資料管理ID syu06570320470
タイトル 欧州疾病予防管理センター(ECDC)、ECDC感染症脅威報告(CDTR)第36週号(8月30日~9月5日)において、複数国にわたるSalmonella Strathcona集団感染に関する情報を公表
資料日付 2025年9月5日
分類1 -
分類2 -
概要(記事)  欧州疾病予防管理センター(ECDC)は9月5日、ECDC感染症脅威報告(CDTR)第36週号(8月30日~9月5日)において、複数国にわたるSalmonella Strathcona集団感染に関する情報を公表した。概要は以下のとおり。
・概況
 欧州連合/欧州経済領域(EU/EEA)及び英国において、Salmonella enterica血清型Strathcona ST2559の複数国にわたる集団感染が継続している。2023年1月1日から2025年9月4日までに、EU/EEA加盟19か国(原文ママ)で合計289例のS. Strathcona ST2559感染確定症例が確認されている:オーストリア(59例)、クロアチア(3例)、チェコ(11例)、デンマーク(10例)、エストニア(1例)、ドイツ(68例)、フィンランド(3例)、フランス(24例)、アイルランド(3例)、イタリア(78例)、ルクセンブルク(2例)、オランダ(4例)、ノルウェー(4例)、スロバキア(5例)、スロベニア(8例)、スウェーデン(6例)。EU/EEA域外の3か国でも症例が確認された:英国(29例)、米国(8例)、カナダ(5例)。渡航関連症例では、イタリアが最も多く報告された渡航先であった。
 「欧州連合/欧州経済領域(EU/EEA)及び英国における、トマトの喫食に関連した長期にわたる複数国におけるSalmonella Strathcona ST2559集団感染」と題するECDC-欧州食品安全機関(EFSA)合同迅速集団感染評価(2024年11月12日付)(※訳注)で報告しているように、オーストリア(2023年)及びイタリア(2024年)における疫学的・微生物学的調査及びトレーサビリティ調査により、イタリアのシチリア地方に由来するミニトマトが感染経路であることが確認されている。この結論は、2011年にデンマークで発生した過去の集団感染の調査結果と一致している。2024年に実施された全ゲノムシークエンス解析(WGS)により、各国で検出された集団感染株が最近の共通の起源を有することが確認された。

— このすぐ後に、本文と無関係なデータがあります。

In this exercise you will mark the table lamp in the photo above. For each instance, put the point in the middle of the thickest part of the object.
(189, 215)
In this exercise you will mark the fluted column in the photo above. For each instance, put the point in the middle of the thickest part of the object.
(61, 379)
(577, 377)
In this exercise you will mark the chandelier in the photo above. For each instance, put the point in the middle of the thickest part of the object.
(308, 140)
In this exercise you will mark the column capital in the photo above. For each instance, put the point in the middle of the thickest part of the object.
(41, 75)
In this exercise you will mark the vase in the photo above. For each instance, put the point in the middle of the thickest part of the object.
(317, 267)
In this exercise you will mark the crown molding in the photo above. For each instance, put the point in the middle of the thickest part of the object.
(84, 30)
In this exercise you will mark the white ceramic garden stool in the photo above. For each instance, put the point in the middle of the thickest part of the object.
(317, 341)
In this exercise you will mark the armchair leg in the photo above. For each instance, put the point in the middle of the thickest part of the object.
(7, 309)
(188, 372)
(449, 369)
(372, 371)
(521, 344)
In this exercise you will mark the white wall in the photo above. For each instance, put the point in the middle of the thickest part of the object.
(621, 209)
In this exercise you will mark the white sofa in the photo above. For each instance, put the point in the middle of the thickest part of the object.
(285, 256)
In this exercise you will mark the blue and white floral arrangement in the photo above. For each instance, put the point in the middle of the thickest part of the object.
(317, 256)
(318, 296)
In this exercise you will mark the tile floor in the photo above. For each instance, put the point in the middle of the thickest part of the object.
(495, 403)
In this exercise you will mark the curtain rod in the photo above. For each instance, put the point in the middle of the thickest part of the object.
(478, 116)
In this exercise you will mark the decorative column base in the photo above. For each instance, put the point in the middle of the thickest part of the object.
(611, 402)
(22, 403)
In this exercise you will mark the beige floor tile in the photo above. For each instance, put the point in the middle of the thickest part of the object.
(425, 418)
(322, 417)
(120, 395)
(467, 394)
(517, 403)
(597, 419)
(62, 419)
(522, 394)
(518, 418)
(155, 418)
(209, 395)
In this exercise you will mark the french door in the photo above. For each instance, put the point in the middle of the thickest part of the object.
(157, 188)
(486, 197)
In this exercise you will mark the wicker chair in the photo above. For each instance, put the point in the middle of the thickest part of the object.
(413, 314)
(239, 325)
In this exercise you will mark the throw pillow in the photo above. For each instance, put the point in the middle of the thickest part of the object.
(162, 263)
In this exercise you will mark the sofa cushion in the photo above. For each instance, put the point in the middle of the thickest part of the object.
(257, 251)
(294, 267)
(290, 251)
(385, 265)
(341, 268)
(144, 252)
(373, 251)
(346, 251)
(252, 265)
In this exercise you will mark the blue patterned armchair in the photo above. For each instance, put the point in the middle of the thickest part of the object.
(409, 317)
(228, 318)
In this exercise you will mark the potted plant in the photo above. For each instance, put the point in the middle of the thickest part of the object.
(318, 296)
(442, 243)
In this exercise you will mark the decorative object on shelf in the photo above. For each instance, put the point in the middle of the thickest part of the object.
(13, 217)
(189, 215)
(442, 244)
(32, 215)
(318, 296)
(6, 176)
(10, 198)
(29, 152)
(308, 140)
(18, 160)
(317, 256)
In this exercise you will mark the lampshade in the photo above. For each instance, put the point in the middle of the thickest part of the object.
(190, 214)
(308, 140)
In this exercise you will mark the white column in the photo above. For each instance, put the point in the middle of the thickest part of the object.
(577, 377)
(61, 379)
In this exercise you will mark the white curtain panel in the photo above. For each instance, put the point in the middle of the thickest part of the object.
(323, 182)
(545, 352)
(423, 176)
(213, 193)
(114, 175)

 2025年は、6月から9月4日までに、9か国でS. Strathcona ST2559の確定症例29例が報告された(発症日は1月~8月)。イタリアは、地域的クラスターを含む、確定症例11例が発生し最多を占めた。イタリアの症例ではばく露情報は限定的だったが、4例がトマトの喫食を報告した。オーストリアでは5例が発生し(多くがオーバーエスターライヒ州)、1例がイタリアへの渡航歴を報告した。ドイツは6例を報告したが、大半に渡航歴は認められなかった。2025年に確定症例が報告されたその他の国は、アイルランド(2例)、ノルウェー(1例)、デンマーク(1例)、フランス(1例)、チェコ(1例)及びオランダ(1例)である。これらの症例の4例がイタリアへの渡航歴を報告した。オーストリア、イタリア及びチェコの追加症例23例については、現在シークエンス解析の結果待ちである。特筆すべきは、イタリア由来の3分離株が乳糖発酵陽性であった点で、これはサルモネラ属菌としては珍しい特性である。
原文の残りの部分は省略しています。